Question

In a H-atom, an electron moves in a circular orbit of radius $5.2 \times 10^{-11}\( meter and produces a mag. field of \)12.56$ Tesla at its nucleus. The current produced by the motion of the electron will be (a) \(6.53 \times 10^{-3}\) (b) \(13.25 \times 10^{-10}\) (c) \(9.6 \times 10^{6}\) (d) \(1.04 \times 10^{-3}\)

Short answer

The current produced by the motion of the electron in the given hydrogen atom is approximately \(1.04 \times 10^{-3} A\). The correct answer is (d) \(1.04 \times 10^{-3}\).

Step-by-step solution

Write down the relevant formula for magnetic field produced by a current-carrying loop

The magnetic field produced by a current-carrying loop at its center is given by the formula: \(B = \dfrac{\mu_0 I}{2 r}\), where - \(B\) is the magnetic field, - \(\mu_0\) is the magnetic constant (\(4\pi \times 10^{-7} Tm/A\)) - \(I\) is the current, - and \(r\) is the radius of the loop.

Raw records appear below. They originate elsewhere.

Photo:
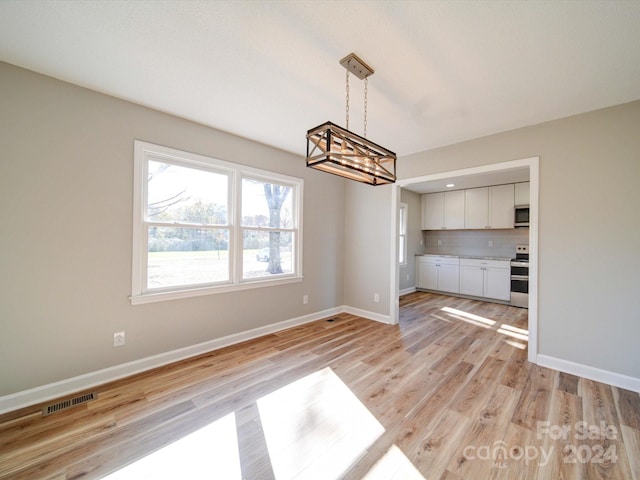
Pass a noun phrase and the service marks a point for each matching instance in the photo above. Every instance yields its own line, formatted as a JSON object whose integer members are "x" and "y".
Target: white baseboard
{"x": 367, "y": 314}
{"x": 407, "y": 291}
{"x": 592, "y": 373}
{"x": 72, "y": 385}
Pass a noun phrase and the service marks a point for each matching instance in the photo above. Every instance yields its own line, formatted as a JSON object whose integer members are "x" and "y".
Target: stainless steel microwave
{"x": 521, "y": 218}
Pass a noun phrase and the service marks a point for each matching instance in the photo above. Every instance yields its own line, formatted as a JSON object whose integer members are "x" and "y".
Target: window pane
{"x": 266, "y": 204}
{"x": 186, "y": 195}
{"x": 266, "y": 253}
{"x": 187, "y": 256}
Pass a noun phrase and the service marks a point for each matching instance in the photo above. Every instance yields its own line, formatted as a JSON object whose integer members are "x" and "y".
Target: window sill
{"x": 152, "y": 297}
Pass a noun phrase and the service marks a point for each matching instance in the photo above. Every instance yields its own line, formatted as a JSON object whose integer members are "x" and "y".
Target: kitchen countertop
{"x": 475, "y": 257}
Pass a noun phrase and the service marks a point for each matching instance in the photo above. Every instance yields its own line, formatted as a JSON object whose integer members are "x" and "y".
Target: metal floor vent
{"x": 72, "y": 402}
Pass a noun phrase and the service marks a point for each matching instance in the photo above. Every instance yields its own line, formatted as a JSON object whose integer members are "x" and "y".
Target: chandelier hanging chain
{"x": 366, "y": 89}
{"x": 339, "y": 151}
{"x": 347, "y": 100}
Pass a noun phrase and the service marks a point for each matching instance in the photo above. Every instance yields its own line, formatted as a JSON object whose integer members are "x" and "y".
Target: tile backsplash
{"x": 475, "y": 242}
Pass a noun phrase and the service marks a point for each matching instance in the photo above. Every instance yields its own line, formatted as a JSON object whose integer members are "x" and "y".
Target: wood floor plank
{"x": 449, "y": 377}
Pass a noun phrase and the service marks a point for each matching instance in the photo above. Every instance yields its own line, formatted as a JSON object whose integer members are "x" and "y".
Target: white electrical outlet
{"x": 118, "y": 339}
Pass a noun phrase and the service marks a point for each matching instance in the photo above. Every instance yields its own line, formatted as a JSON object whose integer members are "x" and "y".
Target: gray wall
{"x": 367, "y": 247}
{"x": 66, "y": 183}
{"x": 589, "y": 228}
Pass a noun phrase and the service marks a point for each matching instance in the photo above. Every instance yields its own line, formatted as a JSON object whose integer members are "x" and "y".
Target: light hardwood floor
{"x": 446, "y": 394}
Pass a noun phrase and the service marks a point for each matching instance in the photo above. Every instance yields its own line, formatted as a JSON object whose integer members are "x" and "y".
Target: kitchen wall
{"x": 588, "y": 231}
{"x": 475, "y": 242}
{"x": 66, "y": 187}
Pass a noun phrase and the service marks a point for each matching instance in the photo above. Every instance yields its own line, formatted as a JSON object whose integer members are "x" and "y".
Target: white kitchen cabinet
{"x": 489, "y": 207}
{"x": 485, "y": 278}
{"x": 501, "y": 198}
{"x": 433, "y": 211}
{"x": 471, "y": 279}
{"x": 476, "y": 208}
{"x": 443, "y": 210}
{"x": 522, "y": 193}
{"x": 454, "y": 210}
{"x": 438, "y": 273}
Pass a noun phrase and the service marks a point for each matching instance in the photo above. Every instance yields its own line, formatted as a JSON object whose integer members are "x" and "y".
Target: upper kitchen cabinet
{"x": 444, "y": 210}
{"x": 489, "y": 207}
{"x": 522, "y": 193}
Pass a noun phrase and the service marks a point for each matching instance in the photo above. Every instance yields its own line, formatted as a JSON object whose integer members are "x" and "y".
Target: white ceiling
{"x": 461, "y": 182}
{"x": 445, "y": 71}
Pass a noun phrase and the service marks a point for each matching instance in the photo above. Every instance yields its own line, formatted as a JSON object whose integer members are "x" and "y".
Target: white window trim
{"x": 143, "y": 151}
{"x": 403, "y": 218}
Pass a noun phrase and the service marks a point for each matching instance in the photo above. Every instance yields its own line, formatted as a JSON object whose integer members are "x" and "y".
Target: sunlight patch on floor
{"x": 469, "y": 317}
{"x": 394, "y": 465}
{"x": 211, "y": 452}
{"x": 316, "y": 428}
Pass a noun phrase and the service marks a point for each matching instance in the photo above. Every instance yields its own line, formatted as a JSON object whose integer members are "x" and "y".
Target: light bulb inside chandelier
{"x": 337, "y": 150}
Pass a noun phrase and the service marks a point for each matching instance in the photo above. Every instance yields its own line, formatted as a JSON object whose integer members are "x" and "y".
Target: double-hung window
{"x": 204, "y": 226}
{"x": 402, "y": 234}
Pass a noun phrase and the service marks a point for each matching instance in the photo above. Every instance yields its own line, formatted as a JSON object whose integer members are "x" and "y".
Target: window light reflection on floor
{"x": 393, "y": 465}
{"x": 505, "y": 329}
{"x": 316, "y": 428}
{"x": 211, "y": 452}
{"x": 469, "y": 317}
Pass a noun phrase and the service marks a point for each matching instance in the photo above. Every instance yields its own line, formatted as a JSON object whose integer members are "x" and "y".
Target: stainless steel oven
{"x": 520, "y": 277}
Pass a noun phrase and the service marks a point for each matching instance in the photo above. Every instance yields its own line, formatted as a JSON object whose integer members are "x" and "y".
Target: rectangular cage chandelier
{"x": 337, "y": 150}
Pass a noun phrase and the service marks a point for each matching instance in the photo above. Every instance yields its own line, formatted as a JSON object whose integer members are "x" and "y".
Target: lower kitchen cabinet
{"x": 485, "y": 278}
{"x": 438, "y": 273}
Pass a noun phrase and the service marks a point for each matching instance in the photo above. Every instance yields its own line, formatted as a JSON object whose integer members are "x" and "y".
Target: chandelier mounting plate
{"x": 356, "y": 66}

Solve for the current (I) using the given values

We are given the magnetic field \(B = 12.56\) T and the radius \(r = 5.2 \times 10^{-11}\) m. Plug these values into the formula and solve for the current: \(I = \dfrac{2 r B}{\mu_0}\). Substituting the values, we have: \(I = \dfrac{2 \times (5.2 \times 10^{-11}) \times 12.56}{(4\pi \times 10^{-7})}\)

Calculate the current I

Calculate the current I: \(I = \dfrac{2 \times (5.2 \times 10^{-11}) \times 12.56}{(4\pi \times 10^{-7})} \approx 1.04 \times 10^{-3} A\) Thus, the current produced by the motion of the electron is approximately \(1.04 \times 10^{-3} A\). The correct answer is (d) \(1.04 \times 10^{-3}\).